Князя Голицына сменил князь Щербатов, тоже некогда боевой офицер, тоже образованный аристократ и добросовестный администратор, однако значительно менее одаренный и менее восприимчивый к нуждам города, чем его предшественник. Федора Петровича он знал, так как раньше неоднократно замещал Голицына. Он в общем благосклонно и с уважением относился к врачу Гаазу, однако так же, как многие из чиновников, считал его наивным чудаком, увлекающимся несбыточными проектами. Медицинская администрация и полицейские чиновники жаловались новому генерал-губернатору, что Гааз, вопреки предписаниям, все увеличивает число коек в своей больнице. По уставу и смете было положено не более 150 больничных мест, а у него лежали уже почти 300 больных.
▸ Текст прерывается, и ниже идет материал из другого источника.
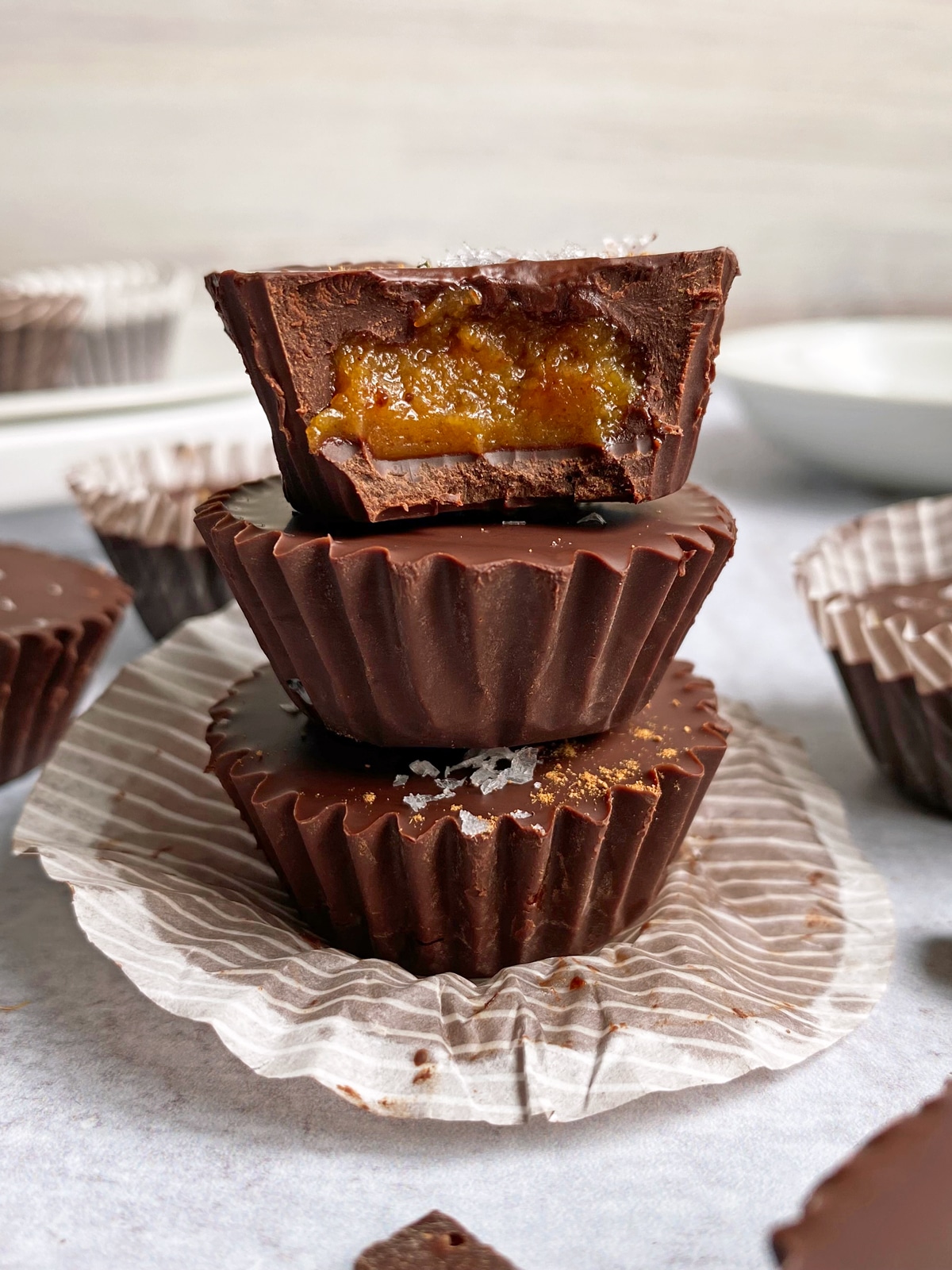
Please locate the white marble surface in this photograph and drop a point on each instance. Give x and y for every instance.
(131, 1138)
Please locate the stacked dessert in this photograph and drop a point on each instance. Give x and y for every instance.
(473, 747)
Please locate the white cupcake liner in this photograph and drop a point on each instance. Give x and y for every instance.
(899, 545)
(770, 940)
(150, 495)
(130, 314)
(37, 334)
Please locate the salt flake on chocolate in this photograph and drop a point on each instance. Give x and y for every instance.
(473, 826)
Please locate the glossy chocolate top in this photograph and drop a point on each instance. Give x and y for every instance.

Щербатов вызвал доктора. Федор Петрович докладывал о том, что делалось для благоустройства больницы, о новых душевых, ваннах, о новых способах приготовления лекарств.

– Все это хорошо, дражайший Федор Петрович, достойно одобрения. Но я недоволен тем, что Вы изволите самоуправствовать. Дружба дружбой, а служба службой. И посему я вынужден строжайше приказать Вам – извольте уразуметь, милостивый государь мой; это приказ генерал-губернатора: Вам вменяется в обязанность неукоснительно соблюдать приказы надлежащих ведомств. Вашей больнице предписано иметь 150 мест для бесприютных больных. Значит, 150 и ни на одну койку больше.

– Но, Ваше сиятельство, Ваше высокопревосходительство, а как же быть, если приносят тяжко больная женщина… если приходит, еле-еле ходит очень больной…

– Федор Петрович, ведь я же дал Вам приказ… Разумеете – «приказ». Извольте не рассуждать, а исполнять.

Гааз встал. Перед просторным письменным столом, сверкающим позолотой, бронзой и серебром чернильных приборов, бюваров, светильников, стоял высокий сутулый старик с тяжело отвисшими плечами. Пожелтевшее жабо, потускневшее сукно черного фрака. Он смотрел сверху вниз на генерал-губернатора. Тот был меньше его – плечистый крепыш, откинувшийся в кресле под огромным во весь рост портретом императора Николая; в таком же, как на царе, синем сюртуке, с золочеными эполетами и звездой на груди. Он смотрел на доктора, хмурясь и улыбаясь.

Федор Петрович молча опустился на колени и закрыл лицо руками, плечи вздрагивали. Щербатов выскочил из-за стола, стал поднимать его.

– Ну, полно, друг мой, полно, Федор Петрович, встаньте, голубчик, что же это Вы!

Щербатов с натугой помогал грузному старику подняться. Он едва доставал ему до плеча. От старого фрака пахло ромашкой и уксусом и чем-то вовсе зловонным. Щербатов утерся надушенным носовым платком.

– Бог с тобой, Федор Петрович. Бог с Вами, друг мой. Вас, видно, не переупрямишь. Во всяком случае, я не берусь. Действуйте как знаете…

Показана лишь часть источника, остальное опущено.